Looking for an OpenAI Whisper API integration

Hi,

I’m looking for an integration that can use the openAI Whisper API, basically sending a recording and getting a text version (using openAI tokens). This would then popup in the “speech to text” box of the Voice Assistant configuration.

I looked everywhere but most of the results are about local whisper.

Is there something I could start from somewhere?

Thanks

Edit : I guess GitHub - chatziko/ha-google-cloud-stt: Use Google Cloud Speech-to-Text in Home Assistant. would make a good starting point

2 Likes

Try this integration.

I already use this integration, this is a conversation agent not a stt engine.

1 Like

Looking for the same thing, I simply don’t have the horse power to run the local integration since it only starts understanding Swiss German at the medium model size.

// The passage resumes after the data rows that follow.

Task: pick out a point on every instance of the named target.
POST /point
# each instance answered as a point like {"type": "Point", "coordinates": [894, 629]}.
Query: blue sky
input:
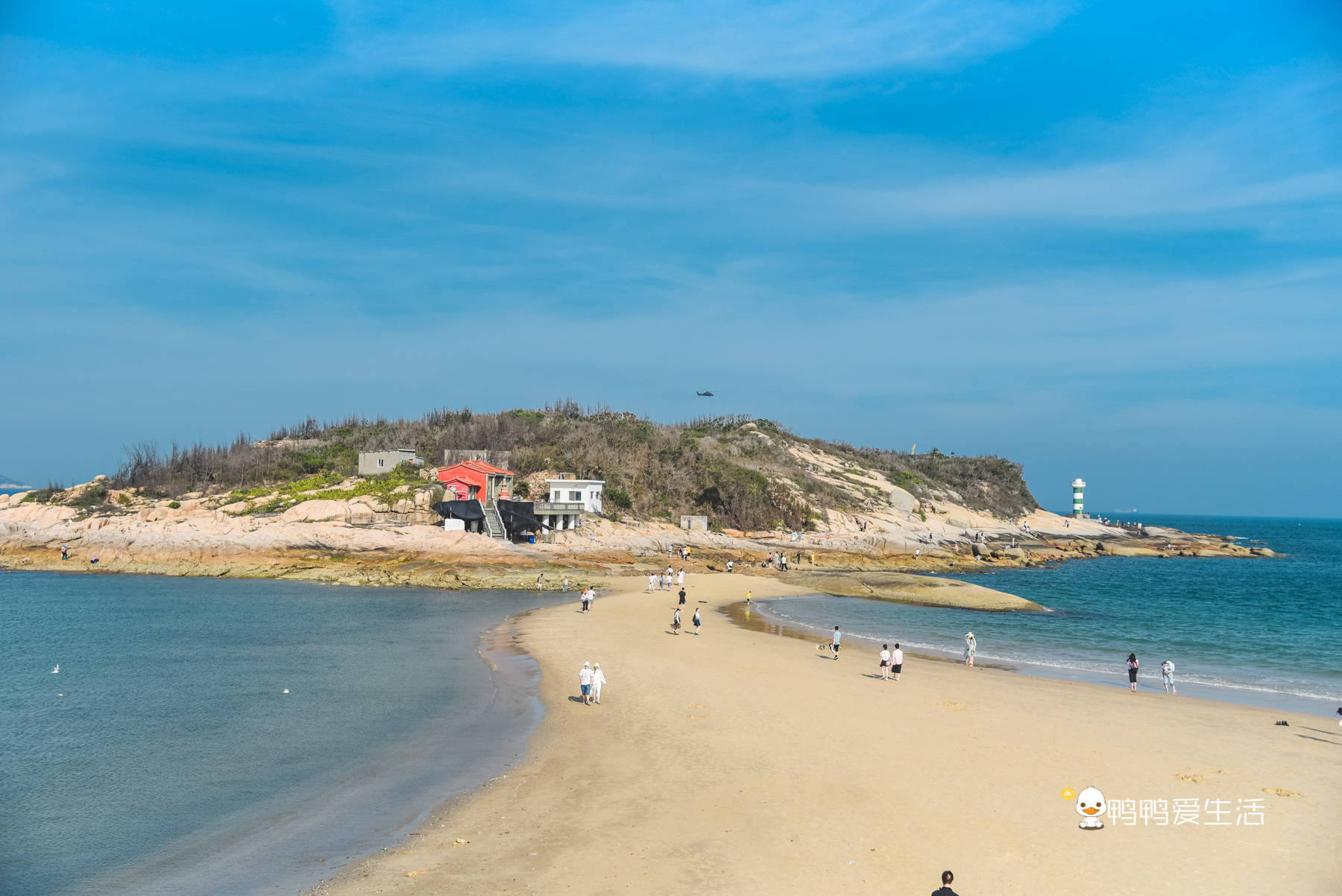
{"type": "Point", "coordinates": [1103, 239]}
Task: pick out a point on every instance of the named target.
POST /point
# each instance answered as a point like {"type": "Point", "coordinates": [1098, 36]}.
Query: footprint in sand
{"type": "Point", "coordinates": [1282, 792]}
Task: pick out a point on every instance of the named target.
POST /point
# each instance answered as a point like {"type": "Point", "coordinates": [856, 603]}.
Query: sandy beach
{"type": "Point", "coordinates": [738, 761]}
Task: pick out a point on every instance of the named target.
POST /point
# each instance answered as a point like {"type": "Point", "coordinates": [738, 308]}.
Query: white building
{"type": "Point", "coordinates": [573, 491]}
{"type": "Point", "coordinates": [372, 463]}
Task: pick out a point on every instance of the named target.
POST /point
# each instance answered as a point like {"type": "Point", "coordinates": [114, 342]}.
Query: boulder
{"type": "Point", "coordinates": [902, 501]}
{"type": "Point", "coordinates": [362, 514]}
{"type": "Point", "coordinates": [315, 511]}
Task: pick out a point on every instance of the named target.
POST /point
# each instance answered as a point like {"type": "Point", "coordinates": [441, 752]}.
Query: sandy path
{"type": "Point", "coordinates": [741, 762]}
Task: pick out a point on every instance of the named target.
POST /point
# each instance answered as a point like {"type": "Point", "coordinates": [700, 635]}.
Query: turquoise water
{"type": "Point", "coordinates": [174, 763]}
{"type": "Point", "coordinates": [1256, 631]}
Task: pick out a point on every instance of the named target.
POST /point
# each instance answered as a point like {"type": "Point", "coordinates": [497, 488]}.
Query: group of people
{"type": "Point", "coordinates": [1167, 674]}
{"type": "Point", "coordinates": [675, 617]}
{"type": "Point", "coordinates": [590, 678]}
{"type": "Point", "coordinates": [664, 581]}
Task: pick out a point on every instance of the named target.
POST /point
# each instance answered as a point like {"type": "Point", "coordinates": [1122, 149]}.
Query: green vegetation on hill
{"type": "Point", "coordinates": [736, 470]}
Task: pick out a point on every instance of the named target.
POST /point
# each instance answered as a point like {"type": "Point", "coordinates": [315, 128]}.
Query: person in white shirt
{"type": "Point", "coordinates": [597, 681]}
{"type": "Point", "coordinates": [585, 683]}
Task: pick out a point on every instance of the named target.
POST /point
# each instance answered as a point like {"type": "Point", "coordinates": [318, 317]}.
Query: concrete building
{"type": "Point", "coordinates": [372, 463]}
{"type": "Point", "coordinates": [584, 491]}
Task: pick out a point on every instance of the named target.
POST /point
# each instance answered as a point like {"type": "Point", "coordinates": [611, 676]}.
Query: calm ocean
{"type": "Point", "coordinates": [174, 763]}
{"type": "Point", "coordinates": [1256, 631]}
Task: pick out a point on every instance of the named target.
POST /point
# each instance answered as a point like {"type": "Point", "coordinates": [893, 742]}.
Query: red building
{"type": "Point", "coordinates": [478, 481]}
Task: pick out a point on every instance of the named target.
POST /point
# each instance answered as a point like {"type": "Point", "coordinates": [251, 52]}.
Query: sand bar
{"type": "Point", "coordinates": [743, 762]}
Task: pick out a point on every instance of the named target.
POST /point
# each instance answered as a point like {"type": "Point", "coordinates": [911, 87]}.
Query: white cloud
{"type": "Point", "coordinates": [716, 38]}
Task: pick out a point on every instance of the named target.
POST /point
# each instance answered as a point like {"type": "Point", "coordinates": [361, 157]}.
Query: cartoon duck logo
{"type": "Point", "coordinates": [1090, 807]}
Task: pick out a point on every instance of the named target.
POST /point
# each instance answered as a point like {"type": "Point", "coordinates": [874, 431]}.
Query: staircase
{"type": "Point", "coordinates": [493, 522]}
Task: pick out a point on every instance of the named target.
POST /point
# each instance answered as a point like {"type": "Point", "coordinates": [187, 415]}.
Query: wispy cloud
{"type": "Point", "coordinates": [717, 38]}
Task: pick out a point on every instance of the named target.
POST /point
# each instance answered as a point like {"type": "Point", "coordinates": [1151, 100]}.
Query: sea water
{"type": "Point", "coordinates": [167, 757]}
{"type": "Point", "coordinates": [1261, 631]}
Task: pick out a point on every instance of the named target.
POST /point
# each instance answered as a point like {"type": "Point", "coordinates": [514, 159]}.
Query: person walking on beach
{"type": "Point", "coordinates": [585, 683]}
{"type": "Point", "coordinates": [597, 681]}
{"type": "Point", "coordinates": [946, 877]}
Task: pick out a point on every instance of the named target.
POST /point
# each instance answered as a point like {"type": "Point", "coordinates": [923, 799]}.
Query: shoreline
{"type": "Point", "coordinates": [1270, 699]}
{"type": "Point", "coordinates": [672, 783]}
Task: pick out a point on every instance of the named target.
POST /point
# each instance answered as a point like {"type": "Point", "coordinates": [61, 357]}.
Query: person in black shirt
{"type": "Point", "coordinates": [945, 886]}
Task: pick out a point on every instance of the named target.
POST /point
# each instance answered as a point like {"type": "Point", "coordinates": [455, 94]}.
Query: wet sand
{"type": "Point", "coordinates": [738, 761]}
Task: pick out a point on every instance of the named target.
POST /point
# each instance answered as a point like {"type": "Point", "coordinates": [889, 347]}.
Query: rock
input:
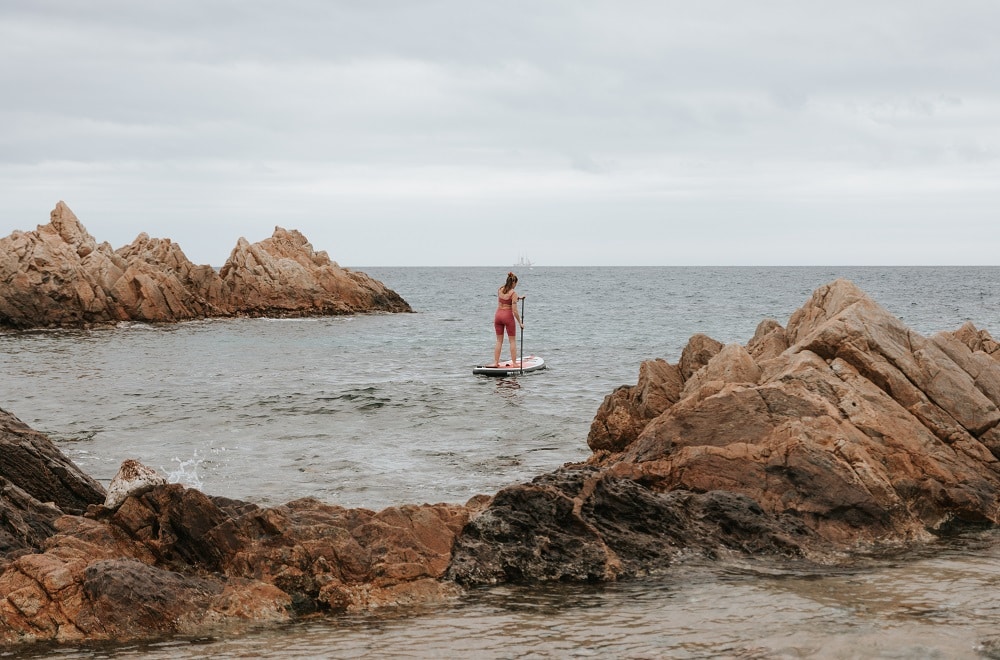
{"type": "Point", "coordinates": [31, 462]}
{"type": "Point", "coordinates": [171, 560]}
{"type": "Point", "coordinates": [584, 524]}
{"type": "Point", "coordinates": [38, 484]}
{"type": "Point", "coordinates": [625, 412]}
{"type": "Point", "coordinates": [59, 276]}
{"type": "Point", "coordinates": [844, 431]}
{"type": "Point", "coordinates": [133, 478]}
{"type": "Point", "coordinates": [284, 276]}
{"type": "Point", "coordinates": [856, 435]}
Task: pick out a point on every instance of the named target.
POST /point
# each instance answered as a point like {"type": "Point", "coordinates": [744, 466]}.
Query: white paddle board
{"type": "Point", "coordinates": [508, 368]}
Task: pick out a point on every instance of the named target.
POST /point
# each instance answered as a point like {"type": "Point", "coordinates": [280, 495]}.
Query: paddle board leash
{"type": "Point", "coordinates": [522, 335]}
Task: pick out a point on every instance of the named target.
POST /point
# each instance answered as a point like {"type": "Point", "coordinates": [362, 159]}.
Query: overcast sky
{"type": "Point", "coordinates": [471, 133]}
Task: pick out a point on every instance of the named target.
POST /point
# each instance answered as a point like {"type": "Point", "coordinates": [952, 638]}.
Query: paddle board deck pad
{"type": "Point", "coordinates": [508, 368]}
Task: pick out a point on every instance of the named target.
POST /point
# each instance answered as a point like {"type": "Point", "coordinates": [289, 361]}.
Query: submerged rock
{"type": "Point", "coordinates": [133, 478]}
{"type": "Point", "coordinates": [840, 432]}
{"type": "Point", "coordinates": [59, 276]}
{"type": "Point", "coordinates": [843, 430]}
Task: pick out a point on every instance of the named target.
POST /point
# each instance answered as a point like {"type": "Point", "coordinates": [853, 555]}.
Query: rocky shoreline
{"type": "Point", "coordinates": [838, 433]}
{"type": "Point", "coordinates": [59, 276]}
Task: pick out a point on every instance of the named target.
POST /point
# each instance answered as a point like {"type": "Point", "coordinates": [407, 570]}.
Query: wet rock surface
{"type": "Point", "coordinates": [59, 276]}
{"type": "Point", "coordinates": [840, 433]}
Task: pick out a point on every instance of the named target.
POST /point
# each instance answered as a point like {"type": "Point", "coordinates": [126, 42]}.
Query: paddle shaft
{"type": "Point", "coordinates": [522, 336]}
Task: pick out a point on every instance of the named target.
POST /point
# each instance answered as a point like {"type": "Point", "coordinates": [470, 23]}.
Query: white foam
{"type": "Point", "coordinates": [186, 473]}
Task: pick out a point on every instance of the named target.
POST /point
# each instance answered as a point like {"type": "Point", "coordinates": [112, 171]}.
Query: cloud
{"type": "Point", "coordinates": [456, 124]}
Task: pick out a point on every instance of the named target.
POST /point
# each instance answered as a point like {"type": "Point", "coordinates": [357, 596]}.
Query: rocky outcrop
{"type": "Point", "coordinates": [37, 485]}
{"type": "Point", "coordinates": [59, 276]}
{"type": "Point", "coordinates": [840, 432]}
{"type": "Point", "coordinates": [172, 560]}
{"type": "Point", "coordinates": [843, 430]}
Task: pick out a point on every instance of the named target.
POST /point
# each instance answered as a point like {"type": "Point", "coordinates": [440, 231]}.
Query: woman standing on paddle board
{"type": "Point", "coordinates": [505, 318]}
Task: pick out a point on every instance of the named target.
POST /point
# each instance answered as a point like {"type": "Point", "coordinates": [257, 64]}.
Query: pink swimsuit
{"type": "Point", "coordinates": [504, 317]}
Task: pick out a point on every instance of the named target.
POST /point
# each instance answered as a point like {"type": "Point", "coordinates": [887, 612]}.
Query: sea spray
{"type": "Point", "coordinates": [186, 473]}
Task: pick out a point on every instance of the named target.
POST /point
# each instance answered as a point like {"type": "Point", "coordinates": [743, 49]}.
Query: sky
{"type": "Point", "coordinates": [472, 133]}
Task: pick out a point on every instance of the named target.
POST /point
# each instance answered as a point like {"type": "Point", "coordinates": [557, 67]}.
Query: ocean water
{"type": "Point", "coordinates": [383, 409]}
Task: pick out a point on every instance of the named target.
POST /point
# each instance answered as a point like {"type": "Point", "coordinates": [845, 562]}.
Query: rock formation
{"type": "Point", "coordinates": [171, 560]}
{"type": "Point", "coordinates": [133, 478]}
{"type": "Point", "coordinates": [59, 276]}
{"type": "Point", "coordinates": [840, 432]}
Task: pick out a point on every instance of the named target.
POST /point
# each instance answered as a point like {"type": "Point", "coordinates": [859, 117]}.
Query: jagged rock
{"type": "Point", "coordinates": [172, 560]}
{"type": "Point", "coordinates": [283, 275]}
{"type": "Point", "coordinates": [32, 463]}
{"type": "Point", "coordinates": [859, 431]}
{"type": "Point", "coordinates": [584, 524]}
{"type": "Point", "coordinates": [625, 412]}
{"type": "Point", "coordinates": [59, 276]}
{"type": "Point", "coordinates": [132, 478]}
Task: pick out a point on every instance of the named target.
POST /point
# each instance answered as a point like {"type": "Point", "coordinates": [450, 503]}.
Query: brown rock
{"type": "Point", "coordinates": [859, 432]}
{"type": "Point", "coordinates": [627, 410]}
{"type": "Point", "coordinates": [58, 275]}
{"type": "Point", "coordinates": [699, 350]}
{"type": "Point", "coordinates": [32, 463]}
{"type": "Point", "coordinates": [284, 276]}
{"type": "Point", "coordinates": [171, 560]}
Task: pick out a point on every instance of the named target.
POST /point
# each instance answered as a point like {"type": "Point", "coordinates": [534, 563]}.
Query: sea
{"type": "Point", "coordinates": [383, 409]}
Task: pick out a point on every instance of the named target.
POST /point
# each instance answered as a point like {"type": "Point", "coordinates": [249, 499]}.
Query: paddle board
{"type": "Point", "coordinates": [531, 363]}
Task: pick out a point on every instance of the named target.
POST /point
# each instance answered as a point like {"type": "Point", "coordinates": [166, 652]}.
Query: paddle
{"type": "Point", "coordinates": [522, 335]}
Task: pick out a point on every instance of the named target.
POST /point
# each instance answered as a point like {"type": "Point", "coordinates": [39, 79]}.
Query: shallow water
{"type": "Point", "coordinates": [383, 409]}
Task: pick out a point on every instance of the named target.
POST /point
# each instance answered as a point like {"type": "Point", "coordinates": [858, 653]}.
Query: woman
{"type": "Point", "coordinates": [505, 317]}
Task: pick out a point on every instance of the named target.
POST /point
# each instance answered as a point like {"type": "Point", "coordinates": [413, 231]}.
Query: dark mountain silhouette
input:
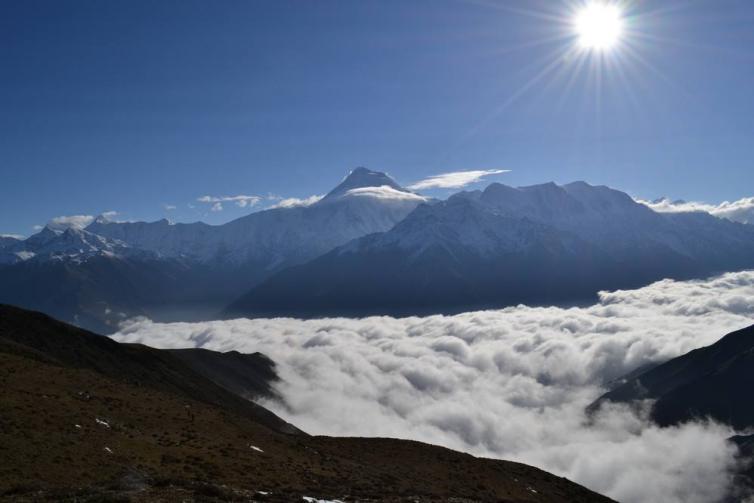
{"type": "Point", "coordinates": [83, 418]}
{"type": "Point", "coordinates": [36, 335]}
{"type": "Point", "coordinates": [712, 382]}
{"type": "Point", "coordinates": [95, 277]}
{"type": "Point", "coordinates": [537, 245]}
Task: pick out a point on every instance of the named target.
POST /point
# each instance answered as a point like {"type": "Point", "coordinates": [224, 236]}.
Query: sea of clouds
{"type": "Point", "coordinates": [510, 383]}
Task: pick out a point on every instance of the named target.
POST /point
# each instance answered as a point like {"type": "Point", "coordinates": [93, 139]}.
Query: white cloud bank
{"type": "Point", "coordinates": [510, 383]}
{"type": "Point", "coordinates": [456, 179]}
{"type": "Point", "coordinates": [737, 211]}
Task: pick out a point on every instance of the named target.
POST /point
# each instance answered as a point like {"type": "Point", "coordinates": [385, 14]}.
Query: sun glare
{"type": "Point", "coordinates": [599, 26]}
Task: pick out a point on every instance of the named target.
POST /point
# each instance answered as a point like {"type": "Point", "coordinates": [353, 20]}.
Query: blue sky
{"type": "Point", "coordinates": [132, 106]}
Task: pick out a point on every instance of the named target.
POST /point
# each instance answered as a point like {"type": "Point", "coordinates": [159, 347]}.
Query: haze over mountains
{"type": "Point", "coordinates": [88, 419]}
{"type": "Point", "coordinates": [369, 246]}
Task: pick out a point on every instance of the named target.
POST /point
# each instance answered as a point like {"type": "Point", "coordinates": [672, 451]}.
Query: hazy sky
{"type": "Point", "coordinates": [132, 106]}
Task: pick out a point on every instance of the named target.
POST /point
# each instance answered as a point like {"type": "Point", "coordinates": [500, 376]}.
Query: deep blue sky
{"type": "Point", "coordinates": [130, 105]}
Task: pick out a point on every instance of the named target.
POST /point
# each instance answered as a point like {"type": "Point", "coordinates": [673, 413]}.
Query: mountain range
{"type": "Point", "coordinates": [709, 383]}
{"type": "Point", "coordinates": [87, 419]}
{"type": "Point", "coordinates": [502, 246]}
{"type": "Point", "coordinates": [369, 246]}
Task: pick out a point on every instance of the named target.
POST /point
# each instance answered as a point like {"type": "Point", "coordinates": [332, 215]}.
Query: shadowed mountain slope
{"type": "Point", "coordinates": [715, 382]}
{"type": "Point", "coordinates": [503, 246]}
{"type": "Point", "coordinates": [72, 429]}
{"type": "Point", "coordinates": [36, 335]}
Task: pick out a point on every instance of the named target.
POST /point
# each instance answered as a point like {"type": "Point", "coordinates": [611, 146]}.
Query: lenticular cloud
{"type": "Point", "coordinates": [510, 383]}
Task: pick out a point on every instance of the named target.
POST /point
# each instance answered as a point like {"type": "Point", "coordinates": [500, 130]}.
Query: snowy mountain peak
{"type": "Point", "coordinates": [361, 178]}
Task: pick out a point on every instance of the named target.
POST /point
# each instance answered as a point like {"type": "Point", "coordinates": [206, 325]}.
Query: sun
{"type": "Point", "coordinates": [598, 25]}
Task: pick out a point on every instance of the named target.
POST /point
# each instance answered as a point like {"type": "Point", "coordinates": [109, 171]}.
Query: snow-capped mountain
{"type": "Point", "coordinates": [502, 246]}
{"type": "Point", "coordinates": [365, 202]}
{"type": "Point", "coordinates": [110, 270]}
{"type": "Point", "coordinates": [6, 241]}
{"type": "Point", "coordinates": [71, 244]}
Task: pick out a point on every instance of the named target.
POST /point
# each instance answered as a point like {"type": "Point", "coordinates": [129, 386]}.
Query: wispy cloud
{"type": "Point", "coordinates": [241, 201]}
{"type": "Point", "coordinates": [737, 211]}
{"type": "Point", "coordinates": [456, 179]}
{"type": "Point", "coordinates": [291, 202]}
{"type": "Point", "coordinates": [385, 192]}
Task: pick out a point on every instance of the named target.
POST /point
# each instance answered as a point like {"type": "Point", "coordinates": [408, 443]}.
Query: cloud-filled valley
{"type": "Point", "coordinates": [510, 383]}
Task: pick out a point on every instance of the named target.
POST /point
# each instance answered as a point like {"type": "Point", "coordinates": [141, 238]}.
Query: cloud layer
{"type": "Point", "coordinates": [510, 383]}
{"type": "Point", "coordinates": [455, 180]}
{"type": "Point", "coordinates": [737, 211]}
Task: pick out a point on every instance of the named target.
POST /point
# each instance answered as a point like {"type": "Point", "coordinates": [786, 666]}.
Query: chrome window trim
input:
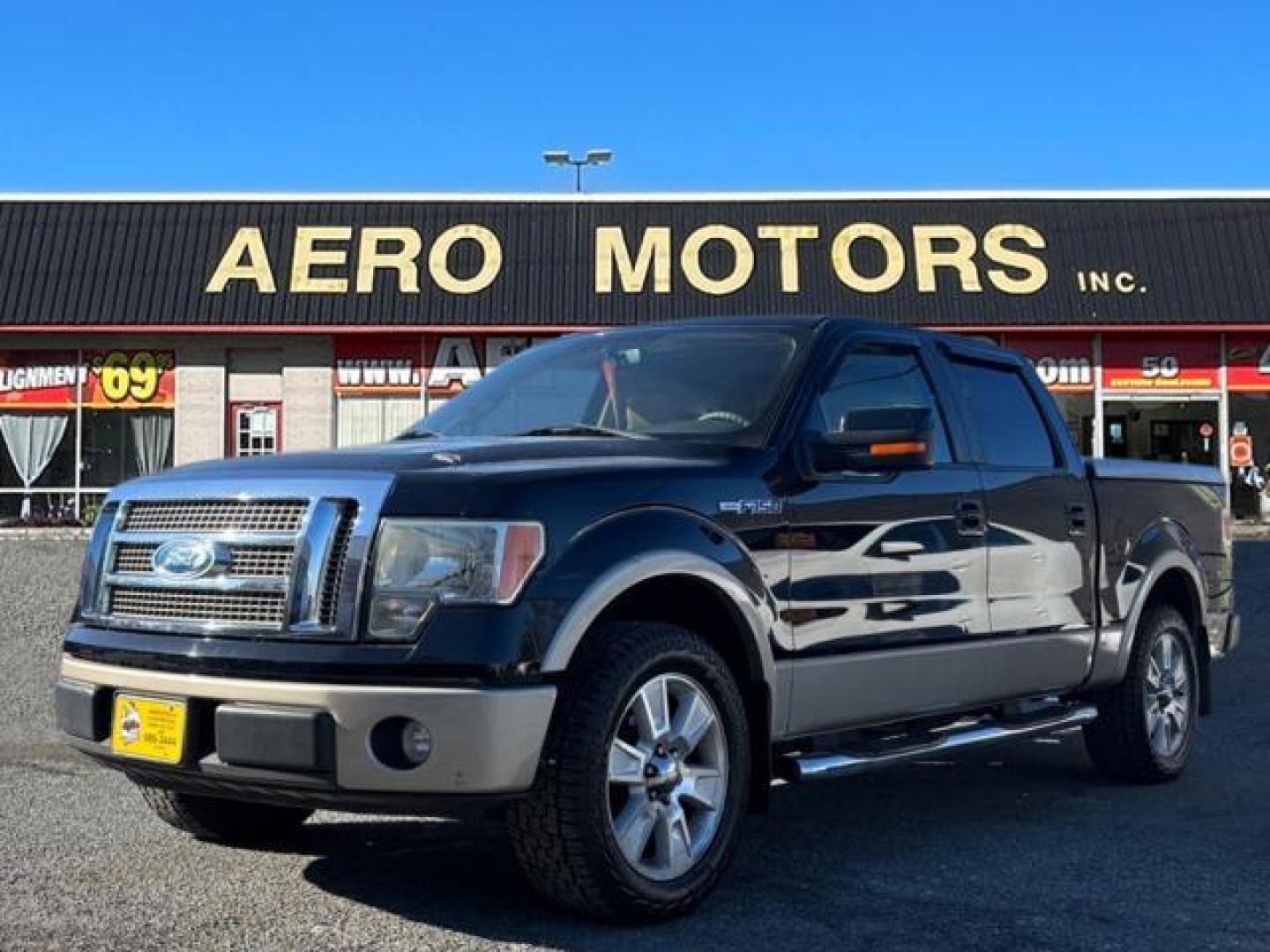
{"type": "Point", "coordinates": [332, 496]}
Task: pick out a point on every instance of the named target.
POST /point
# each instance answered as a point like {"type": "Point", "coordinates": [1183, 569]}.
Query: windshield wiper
{"type": "Point", "coordinates": [579, 429]}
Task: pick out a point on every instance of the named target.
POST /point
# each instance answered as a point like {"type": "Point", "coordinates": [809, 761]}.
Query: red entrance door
{"type": "Point", "coordinates": [254, 429]}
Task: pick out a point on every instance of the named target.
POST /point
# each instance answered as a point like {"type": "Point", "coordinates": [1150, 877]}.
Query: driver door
{"type": "Point", "coordinates": [888, 570]}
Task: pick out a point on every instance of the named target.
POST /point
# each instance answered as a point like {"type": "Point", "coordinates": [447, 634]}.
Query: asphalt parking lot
{"type": "Point", "coordinates": [1020, 847]}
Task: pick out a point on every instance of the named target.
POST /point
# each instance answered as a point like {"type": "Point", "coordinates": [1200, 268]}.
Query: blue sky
{"type": "Point", "coordinates": [290, 95]}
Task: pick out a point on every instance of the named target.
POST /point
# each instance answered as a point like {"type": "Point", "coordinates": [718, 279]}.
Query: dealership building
{"type": "Point", "coordinates": [138, 331]}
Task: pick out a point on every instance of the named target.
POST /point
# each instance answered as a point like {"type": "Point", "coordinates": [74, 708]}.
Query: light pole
{"type": "Point", "coordinates": [594, 156]}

I have tried this but I can’t make it work.

Yes same I spent quite some time on this and it appears that the wav metadata are stripped from the stream passed to the stt component, you can add it with back with wave :

wav_stream = io.BytesIO(audio_data)

with wave.open(wav_stream, 'w') as wav_file:
    wav_file.setnchannels(1)
    wav_file.setsampwidth(2)
    wav_file.setframerate(16000)
    wav_file.writeframes(audio_data)

wav =  wav_stream.getvalue() # wav file object 

I’m working on a package with a few additional features.

That is my attempt - lurebat/openai_stt (github.com)

I also created one using aiohttp, so the wav file is just sent to the whisper api and returned. Heavily inspired by openai_tts. For me it’s working in the Home Assistant Assit pipeline: GitHub - davidohne/ha_whisper-api_stt: Home Assistant Whisper API SST integration

chatgpt_assist

3 Likes

Thank you so much! You have made my day better as my system is finally usable in my language unlike google/microsoft were pretty weak. Thank you once again and have a good day!

There is an addon available in the addon store: addons/whisper at master · home-assistant/addons (github.com)

Don’t suppose anyone has a version of this that would work with the Groq version of Whisper?

1 Like

This one seems pretty decent:

2 Likes

Thanks!
I really appreciate it

1 Like

I made it on the fly :smiley:

GroqCloud seems to uses a better whisper model (whisper-large-v3) than OpenAI API that uses whisper-large-v2. And not only it’s also a little bit faster … but I’ve only made a few requests.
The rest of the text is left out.